Gewährleistet der Pluralismus die „Bildungsschule" oder ermöglicht er nicht mehr als die „Ausbildungsschule''?

Blickt man zusammenfassend auf die vierfache Erziehungsintention, in deren Schnittpunkt die Schule liegt, und ist man um eine realistische Würdigung der Konsequenzen ihres pluralistischen Charakters bemüht, so heißt diese: daß* es das Schicksal der Schule der Gegenwartsgesellschaft ist, nicht Bildungs-, sondern nur Ausbildungsschule zu sein, um ein Begriffspaar von Staudinger zu übernehmen. Ausbildungsschule, das heißt soviel wie Stätte der Ertüchtigung für das Leben im Sinne seiner zweck-rationalen Bewältigung. Bildung als Befähigung zu maximaler Wertverwirklichung im sozialen Leben muß als unmöglich geworden gelten. Staudinger selbst sieht diese unausweichliche Folge ganz klar, wenn er schreibt: „Wenn man die Dinge durchüberlegt, zeigt sich auch hier wieder, daß die grundlegenden Schwierigkeiten nicht bei der Gestaltung und Durchführung des Ausbildungsprogramms, sondern des Bildungsprogramms liegen. Angesichts dieser Gesamtsituation könnte es . .. als letzter Ausweg erscheinen, daß man versucht, die Schule von der Bildungsaufgabe zu . entlasten'und von ihr nur die Durchführung eines reinen Ausbildungsprogramms zu fordern."
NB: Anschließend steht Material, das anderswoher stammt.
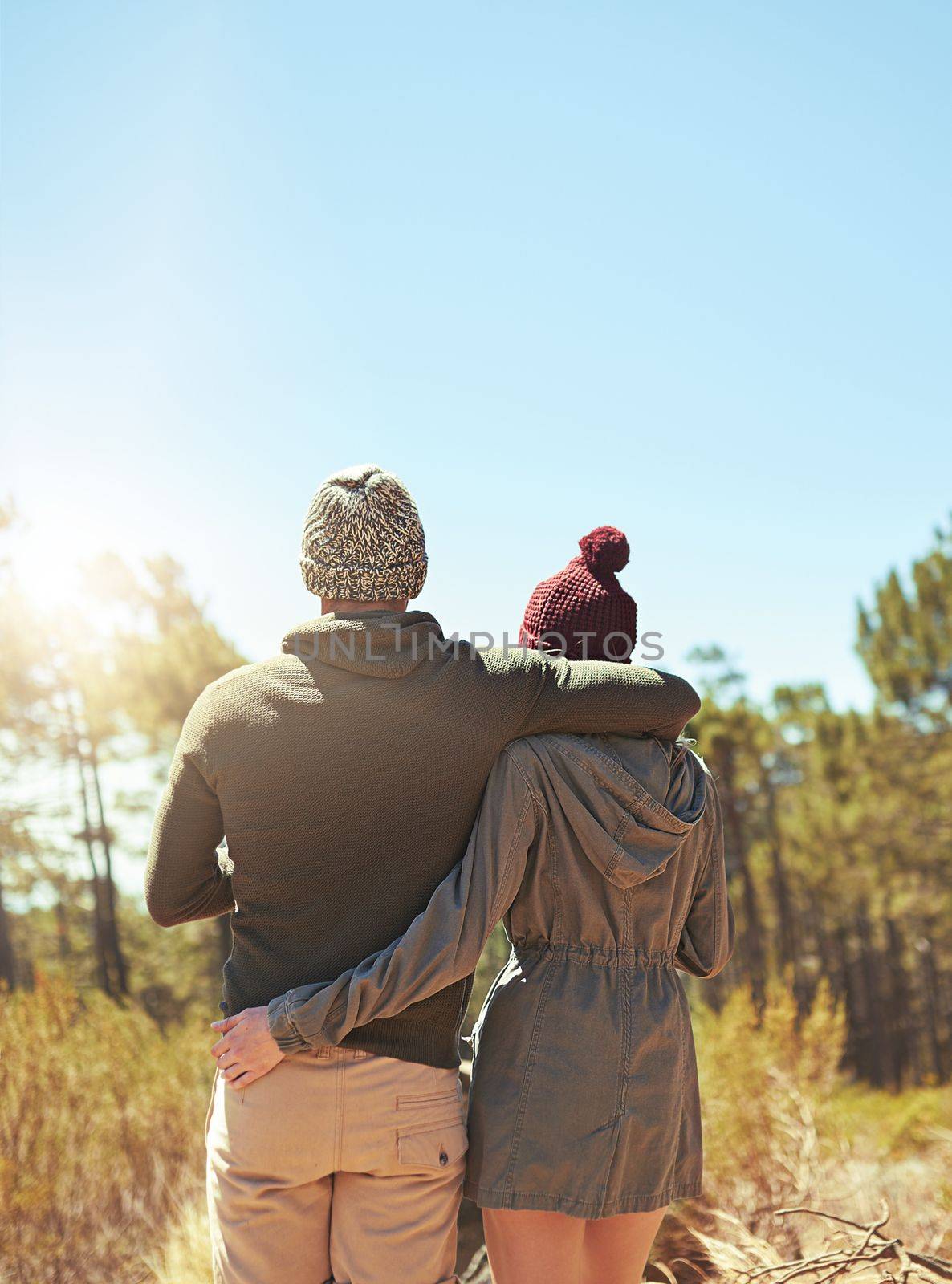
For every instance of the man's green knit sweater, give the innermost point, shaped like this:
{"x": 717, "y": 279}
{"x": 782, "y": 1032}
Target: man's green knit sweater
{"x": 347, "y": 774}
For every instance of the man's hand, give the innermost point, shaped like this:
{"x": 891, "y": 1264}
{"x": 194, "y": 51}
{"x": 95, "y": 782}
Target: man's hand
{"x": 246, "y": 1050}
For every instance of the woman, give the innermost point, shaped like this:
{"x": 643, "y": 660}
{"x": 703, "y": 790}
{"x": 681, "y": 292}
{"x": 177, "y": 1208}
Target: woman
{"x": 605, "y": 857}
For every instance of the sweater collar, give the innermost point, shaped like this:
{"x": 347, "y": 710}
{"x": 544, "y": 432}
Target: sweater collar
{"x": 376, "y": 644}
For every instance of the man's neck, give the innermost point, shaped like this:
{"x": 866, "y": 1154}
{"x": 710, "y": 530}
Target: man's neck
{"x": 344, "y": 607}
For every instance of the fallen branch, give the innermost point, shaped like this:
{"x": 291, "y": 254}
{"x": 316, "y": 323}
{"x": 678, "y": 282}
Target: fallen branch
{"x": 888, "y": 1256}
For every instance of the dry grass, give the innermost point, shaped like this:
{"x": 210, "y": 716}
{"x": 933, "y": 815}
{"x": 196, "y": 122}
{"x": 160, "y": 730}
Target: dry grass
{"x": 100, "y": 1136}
{"x": 100, "y": 1127}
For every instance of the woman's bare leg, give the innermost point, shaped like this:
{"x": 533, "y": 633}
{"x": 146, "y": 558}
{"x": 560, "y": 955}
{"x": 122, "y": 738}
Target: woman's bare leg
{"x": 528, "y": 1247}
{"x": 614, "y": 1249}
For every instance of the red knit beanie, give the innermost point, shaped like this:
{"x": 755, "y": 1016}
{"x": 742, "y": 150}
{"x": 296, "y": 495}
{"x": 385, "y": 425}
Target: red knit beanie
{"x": 585, "y": 597}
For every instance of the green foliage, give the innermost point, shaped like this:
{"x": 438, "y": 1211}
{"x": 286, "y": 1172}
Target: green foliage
{"x": 906, "y": 637}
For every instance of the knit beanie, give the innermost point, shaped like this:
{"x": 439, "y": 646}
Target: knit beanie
{"x": 585, "y": 597}
{"x": 363, "y": 538}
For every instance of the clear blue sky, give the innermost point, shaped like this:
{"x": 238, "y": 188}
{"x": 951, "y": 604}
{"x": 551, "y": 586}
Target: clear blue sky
{"x": 678, "y": 267}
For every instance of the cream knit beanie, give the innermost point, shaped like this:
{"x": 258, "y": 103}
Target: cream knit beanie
{"x": 363, "y": 538}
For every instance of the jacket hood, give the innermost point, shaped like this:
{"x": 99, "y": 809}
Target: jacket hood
{"x": 631, "y": 802}
{"x": 376, "y": 644}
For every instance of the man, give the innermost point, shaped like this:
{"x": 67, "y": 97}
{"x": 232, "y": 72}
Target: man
{"x": 347, "y": 774}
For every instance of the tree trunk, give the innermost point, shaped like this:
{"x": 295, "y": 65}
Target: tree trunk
{"x": 100, "y": 934}
{"x": 787, "y": 953}
{"x": 111, "y": 924}
{"x": 8, "y": 962}
{"x": 873, "y": 1025}
{"x": 930, "y": 989}
{"x": 752, "y": 934}
{"x": 898, "y": 1007}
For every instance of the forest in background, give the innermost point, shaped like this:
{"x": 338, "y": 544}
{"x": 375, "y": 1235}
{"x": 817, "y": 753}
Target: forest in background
{"x": 838, "y": 832}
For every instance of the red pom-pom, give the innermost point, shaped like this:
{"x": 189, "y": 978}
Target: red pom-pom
{"x": 605, "y": 550}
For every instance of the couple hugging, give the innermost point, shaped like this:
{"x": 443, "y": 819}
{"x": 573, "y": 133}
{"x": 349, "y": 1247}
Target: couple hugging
{"x": 387, "y": 802}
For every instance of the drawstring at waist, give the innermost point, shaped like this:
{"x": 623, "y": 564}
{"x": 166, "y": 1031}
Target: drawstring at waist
{"x": 594, "y": 956}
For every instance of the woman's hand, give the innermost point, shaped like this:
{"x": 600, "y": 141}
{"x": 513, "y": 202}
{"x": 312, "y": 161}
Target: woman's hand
{"x": 246, "y": 1050}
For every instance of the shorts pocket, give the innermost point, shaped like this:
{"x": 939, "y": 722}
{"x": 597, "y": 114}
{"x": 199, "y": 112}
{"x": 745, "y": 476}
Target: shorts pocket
{"x": 424, "y": 1101}
{"x": 434, "y": 1147}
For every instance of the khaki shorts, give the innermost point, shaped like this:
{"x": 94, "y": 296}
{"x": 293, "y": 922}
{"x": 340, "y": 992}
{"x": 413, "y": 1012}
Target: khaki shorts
{"x": 337, "y": 1168}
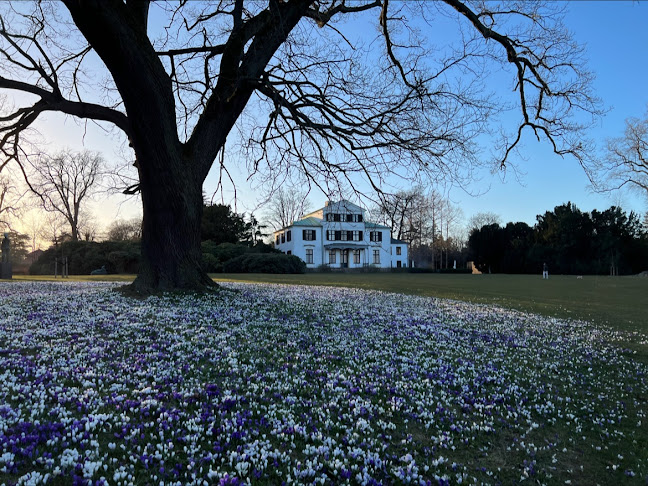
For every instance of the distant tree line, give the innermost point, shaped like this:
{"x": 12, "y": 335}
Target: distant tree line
{"x": 568, "y": 240}
{"x": 230, "y": 243}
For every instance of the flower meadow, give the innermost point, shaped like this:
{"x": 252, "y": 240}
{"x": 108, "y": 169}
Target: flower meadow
{"x": 269, "y": 384}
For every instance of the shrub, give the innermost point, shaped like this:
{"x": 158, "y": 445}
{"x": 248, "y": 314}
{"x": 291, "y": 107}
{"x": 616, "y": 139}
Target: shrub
{"x": 86, "y": 256}
{"x": 265, "y": 263}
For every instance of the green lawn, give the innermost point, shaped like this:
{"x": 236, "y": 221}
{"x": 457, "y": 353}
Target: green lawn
{"x": 620, "y": 302}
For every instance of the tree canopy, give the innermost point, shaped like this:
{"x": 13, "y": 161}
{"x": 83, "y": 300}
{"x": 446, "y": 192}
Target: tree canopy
{"x": 307, "y": 95}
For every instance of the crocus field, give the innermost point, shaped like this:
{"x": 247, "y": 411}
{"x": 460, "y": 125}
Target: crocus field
{"x": 270, "y": 384}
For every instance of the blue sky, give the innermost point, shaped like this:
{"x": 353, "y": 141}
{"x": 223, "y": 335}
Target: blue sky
{"x": 616, "y": 39}
{"x": 615, "y": 35}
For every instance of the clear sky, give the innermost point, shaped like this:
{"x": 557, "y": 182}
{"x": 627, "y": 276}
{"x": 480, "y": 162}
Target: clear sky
{"x": 615, "y": 34}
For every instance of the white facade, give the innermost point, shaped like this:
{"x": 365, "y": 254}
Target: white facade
{"x": 338, "y": 236}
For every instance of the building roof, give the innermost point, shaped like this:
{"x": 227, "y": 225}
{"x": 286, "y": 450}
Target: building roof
{"x": 375, "y": 226}
{"x": 311, "y": 221}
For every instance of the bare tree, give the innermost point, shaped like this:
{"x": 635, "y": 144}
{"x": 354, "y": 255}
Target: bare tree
{"x": 626, "y": 161}
{"x": 65, "y": 182}
{"x": 120, "y": 230}
{"x": 53, "y": 229}
{"x": 334, "y": 109}
{"x": 11, "y": 202}
{"x": 286, "y": 206}
{"x": 478, "y": 220}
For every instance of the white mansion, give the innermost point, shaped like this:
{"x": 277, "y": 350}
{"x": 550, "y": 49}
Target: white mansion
{"x": 338, "y": 235}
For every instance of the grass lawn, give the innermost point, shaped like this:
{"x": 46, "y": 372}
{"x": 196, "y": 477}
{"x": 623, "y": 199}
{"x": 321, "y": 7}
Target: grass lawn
{"x": 620, "y": 302}
{"x": 272, "y": 384}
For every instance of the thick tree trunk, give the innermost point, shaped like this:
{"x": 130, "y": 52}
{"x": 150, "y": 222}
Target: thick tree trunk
{"x": 172, "y": 211}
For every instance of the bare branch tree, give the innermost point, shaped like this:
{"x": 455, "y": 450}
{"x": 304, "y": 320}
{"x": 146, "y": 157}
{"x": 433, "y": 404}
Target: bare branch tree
{"x": 626, "y": 161}
{"x": 11, "y": 202}
{"x": 63, "y": 183}
{"x": 308, "y": 98}
{"x": 478, "y": 220}
{"x": 120, "y": 230}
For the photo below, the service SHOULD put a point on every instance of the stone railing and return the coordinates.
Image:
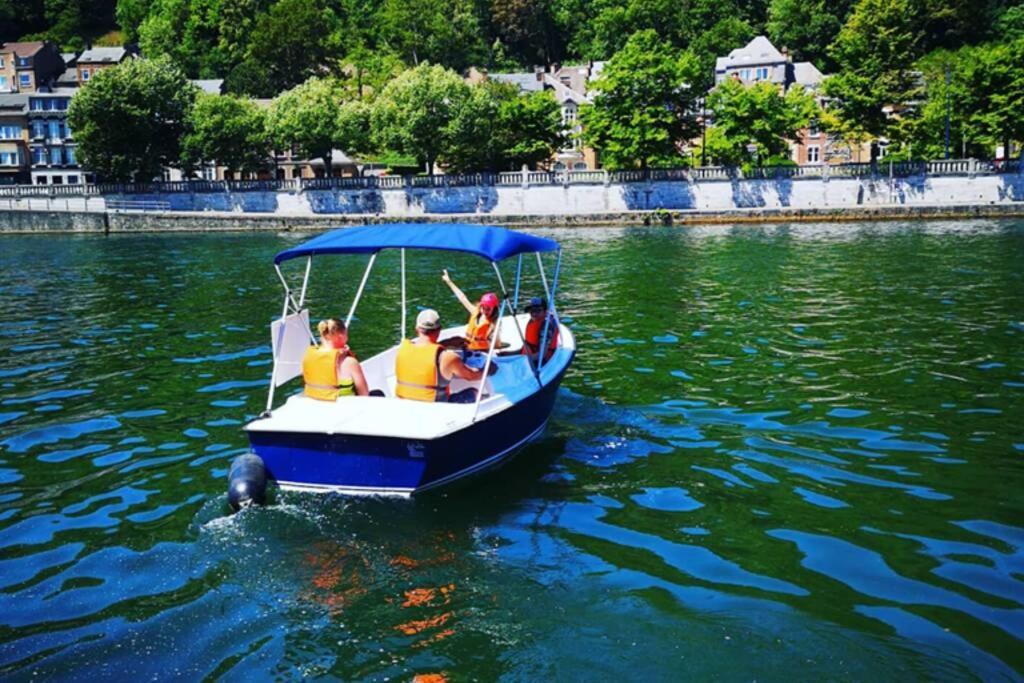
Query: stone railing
(946, 167)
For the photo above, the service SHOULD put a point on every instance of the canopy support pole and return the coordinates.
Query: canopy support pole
(358, 293)
(505, 297)
(491, 354)
(305, 282)
(543, 351)
(401, 333)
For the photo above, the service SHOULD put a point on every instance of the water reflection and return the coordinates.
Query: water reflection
(780, 449)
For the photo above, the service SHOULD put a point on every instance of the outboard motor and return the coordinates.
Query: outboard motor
(247, 481)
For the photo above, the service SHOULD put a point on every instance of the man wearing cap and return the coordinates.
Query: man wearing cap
(534, 337)
(482, 317)
(424, 369)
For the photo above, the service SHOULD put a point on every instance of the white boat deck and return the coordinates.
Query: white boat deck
(388, 416)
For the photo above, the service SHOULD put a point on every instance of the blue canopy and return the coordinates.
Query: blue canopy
(486, 241)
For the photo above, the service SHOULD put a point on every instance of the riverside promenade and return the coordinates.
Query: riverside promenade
(945, 188)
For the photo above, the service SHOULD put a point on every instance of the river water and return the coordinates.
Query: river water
(782, 453)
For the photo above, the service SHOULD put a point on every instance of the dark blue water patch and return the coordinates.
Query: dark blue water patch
(866, 572)
(729, 478)
(62, 456)
(942, 644)
(846, 413)
(819, 500)
(672, 499)
(233, 384)
(48, 395)
(221, 357)
(147, 413)
(59, 432)
(9, 417)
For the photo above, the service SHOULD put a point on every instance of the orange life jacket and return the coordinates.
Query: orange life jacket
(417, 372)
(478, 332)
(320, 372)
(535, 329)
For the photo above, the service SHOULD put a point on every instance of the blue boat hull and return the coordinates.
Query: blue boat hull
(357, 464)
Die Untersuchung Staudingers hat damit ihren kritischen Höhepunkt erreicht. Wie erinnerlich, nahm die Analyse ihren Ausgang damit, daß sie erstens die Klagen über die pluralistische Verfaßtheit unserer Gesellschaft aufgriff und als unbegründet zurückwies. Ihnen gegenüber konstatierte sie zweitens, „daß eine Gesellschaft geistig profilierter, freier und mündiger Menschen . . . heute pluralistisch sein wird" daß also die Lebensgestaltung in der Gegenwartsgesellschaft auf pluralistische Weise ein Optimum sozialer Existenzentfaltung bedeute. Der Erhärtung dieser These gilt die Staudingersche Untersuchung. Fragen wir, ob sie dieses Ziel zu erreichen vermochte, dann ist eindeutig verneinend zu antworten. Die Analyse des Pluralismus im allgemeinen und seine Konsequenzen für die Gestaltung des Schulwesens im besonderen haben die Fragwürdigkeit, wenn nicht Unmöglichkeit der Ausprägung eines geistig profilierten, freien und mündigen sozialen Menschentums in einer pluralistischen Gesellschaft aufgewiesen. Pluralismus erwies sich als Inbegriff gerade mangelnder sozialer Geistigkeit, Verstrickung des einzelnen in sogenannte reale Interessen und Verwirklichung lediglich eines sozialen Wertminimums. Liegt in diesem Resultat auch eine erfreuliche Entideologisierung des Pluralismus-begriffes, so ist man doch nicht wenig darüber überrascht, daß Staudinger auf Grund des von ihm selbst erstellten Ergebnisses seine eingangs aufgestellte These nicht, widerruft. Bliebe er folgerichtig, dann müßte er den Schluß formulieren, daß eine pluralistisch verfaßte Gesellschaft die Verwirklichung von geistiger Profiliertheit, Freiheit und Mündigkeit im allgemeinen sozialen Leben wie im besonderen Falle der Schule gerade nicht ermöglicht. In einem expliziten Sinne geschieht jedoch nichts dergleichen.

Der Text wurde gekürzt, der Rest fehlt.